Tale ripugnanza ad ammettere circolazioni dei corpi celesti intorno a punti ideali fu una delle cause che accelerarono l’avvento dell’idea copernicana. Infatti, posta una volta la condizione impreteribile che un astro non potesse circolare che intorno alla Terra, od intorno ad un altro astro, due ipotesi soltanto rimanevano capaci di soddisfare all’anomalia dei pianeti con movimenti circolari ed uniformi; e sono l’ipotesi ticonica per chi vuol fissa la Terra, e l’ipotesi copernicana, se si consente alla Terra di muoversi come un astro qualsiasi. Perciò arriviamo a questa conseguenza singolare, ma pur vera: che se i matematici greci, colle loro forme astratte di movimento per eccentri ed epicicli intorno a punti ideali non fossero intervenuti nella questione e l’avessero lasciata alla pura speculazione dei fisici, i Greci non avrebbero avuto da scegliere, che fra l’ipotesi di Ticone e quella di Copernico, o se si vuole, fra quella di Eraclide e quella di Aristarco; e quindi forse più presto sarebbero giunti alla verità. L’introduzione degli eccentri e degli epicicli centrati su punti ideali non giovò ad altro sulle prime, che a soffocare appena nate le vere idee sulla struttura dell’universo. Gli epicicli d’Apollonio e dei suoi successori si adattavano troppo bene a conciliare i fenomeni coi pregiudizi correnti nelle scuole, e della libertà che ne derivava fu fatto largo uso a danno della verità. Cessa così la meraviglia, che in noi destava il fenomeno in apparenza inesplicabile del regresso avvenuto dopo Aristarco nelle idee dei Greci sul sistema del mondo. Le idee di Aristarco vissero ancora per qualche tempo in discepoli a noi ignoti; e quantunque il suo nome fosse in tutta l’antichità celebratissimo, le sue dottrine furono ricordate soltanto come opinioni bizzarre e singolari, facili ad essere confutate con argomenti allora in apparenza invincibili, e di cui soltanto diciannove secoli dopo si cominciò ad apprezzare giustamente la totale insufficienza.

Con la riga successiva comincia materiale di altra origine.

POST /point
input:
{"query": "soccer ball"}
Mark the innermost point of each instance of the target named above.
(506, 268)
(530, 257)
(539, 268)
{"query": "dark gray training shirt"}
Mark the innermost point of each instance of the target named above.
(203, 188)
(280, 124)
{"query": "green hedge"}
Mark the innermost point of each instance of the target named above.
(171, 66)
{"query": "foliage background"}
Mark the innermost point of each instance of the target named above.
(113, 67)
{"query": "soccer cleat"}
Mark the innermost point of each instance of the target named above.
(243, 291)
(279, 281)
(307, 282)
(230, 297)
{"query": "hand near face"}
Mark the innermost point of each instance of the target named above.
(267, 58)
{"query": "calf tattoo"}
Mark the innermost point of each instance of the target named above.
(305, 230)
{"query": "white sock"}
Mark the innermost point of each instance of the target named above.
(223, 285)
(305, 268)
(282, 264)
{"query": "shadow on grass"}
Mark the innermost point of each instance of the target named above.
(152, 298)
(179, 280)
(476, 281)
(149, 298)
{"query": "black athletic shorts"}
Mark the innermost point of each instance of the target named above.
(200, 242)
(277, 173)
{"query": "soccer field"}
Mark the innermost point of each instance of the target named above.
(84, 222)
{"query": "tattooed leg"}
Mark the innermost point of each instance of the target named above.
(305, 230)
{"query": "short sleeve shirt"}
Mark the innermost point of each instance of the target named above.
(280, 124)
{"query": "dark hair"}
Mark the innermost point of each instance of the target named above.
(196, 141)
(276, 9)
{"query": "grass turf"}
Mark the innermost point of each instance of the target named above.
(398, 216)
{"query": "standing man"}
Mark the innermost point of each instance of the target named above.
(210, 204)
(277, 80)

  1. Vedi Diogene Laerzio nella vita d’Eraclide. Di questi paradossi abbiamo avuto un saggio sufficiente per giudicare delle calunnie, che su di lui furono a gara accumulate. Uno spirito così indipendente, che non consentiva di arrolarsi sotto nessuna delle bandiere filosofiche allora più corteggiate, poteva facilmente dare argomento ad ogni specie di aneddoti burleschi, specialmente poi se, come sembra, fosse inclinato verso tutto ciò che a lui si presentava d’insolito e di meraviglioso. Noi dobbiamo attenerci, per quanto concerne il valore scientifico di Eraclide, a quel poco che ne danno Simplicio, Proclo, Calcidio, Plutarco e i doxografi; e lasciar da parte le dicerie dei grammatici. Non è possibile che Platone si compiacesse della società di un mattoide, quale alcuno vorrebbe farci credere fosse Eraclide; e che affidasse ad un tal uomo la direzione della scuola durante uno dei suoi viaggi in Sicilia, secondo che narra Suida. Un giudizio autorevole e ben ponderato su Eraclide si può vedere presso Boeckh, Kosm. Syst. des Platon, pp. 129-131.

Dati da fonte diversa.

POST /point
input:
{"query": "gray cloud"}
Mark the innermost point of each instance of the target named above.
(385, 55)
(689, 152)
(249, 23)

  2. Vedi più sopra le note 4 a pp. 146-147 e 1 a p. 148
  3. Deswert, Diss. de Heraclide Pontico, p. 15.
  4. In questa idea mi è gradito trovarmi d’accordo con F. Hlutsc. Vedi la sua notizia su Aristarco nella Real-Encyclopádie di Pauly-Wissowa. Adotto la lezione data nell’eccellente edizione di Archimede nuovamente pubblicata da Heiberg.
  5. È noto che nei sistemi di Copernico e di Ticone la proporzione delle grandezze delle orbite e delle distanze dei corpi planetari risulta determinata dalla costruzione loro: così che data una di tali grandezze e di tali distanze, tutto è conosciuto. Nel sistema degli epicicli le dimensioni e le distanze di un pianeta sono indipendenti da quelle degli altri, e quindi le proporzioni dell’intiero sistema rimangono indeterminate.

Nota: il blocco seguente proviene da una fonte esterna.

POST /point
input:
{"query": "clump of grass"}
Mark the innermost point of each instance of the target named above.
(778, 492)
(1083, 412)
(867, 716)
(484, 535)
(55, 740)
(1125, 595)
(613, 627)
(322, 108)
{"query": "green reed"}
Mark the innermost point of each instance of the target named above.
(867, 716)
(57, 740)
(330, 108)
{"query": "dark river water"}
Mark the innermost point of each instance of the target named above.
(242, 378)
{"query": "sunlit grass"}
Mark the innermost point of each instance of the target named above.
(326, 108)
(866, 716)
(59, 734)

  6. Vedi su ciò i miei Precursori di Copernico capo IV, e Documenti XLI-XLV.
  7. Queste riflessioni non avrebbero più luogo se con Bergk (Fünf Abbandlungen, p. 162) si volesse leggere ἐν μέσῳ τῷ οὐρανῷ invece del ἐν μέσῳ τῷ δρόμῳ. Confesso però di non vedere alcuna necessità di una simil correzione.
  8. Zeller, Philosophie der Griechen, vol. IV (3a ed), pp. 903-904.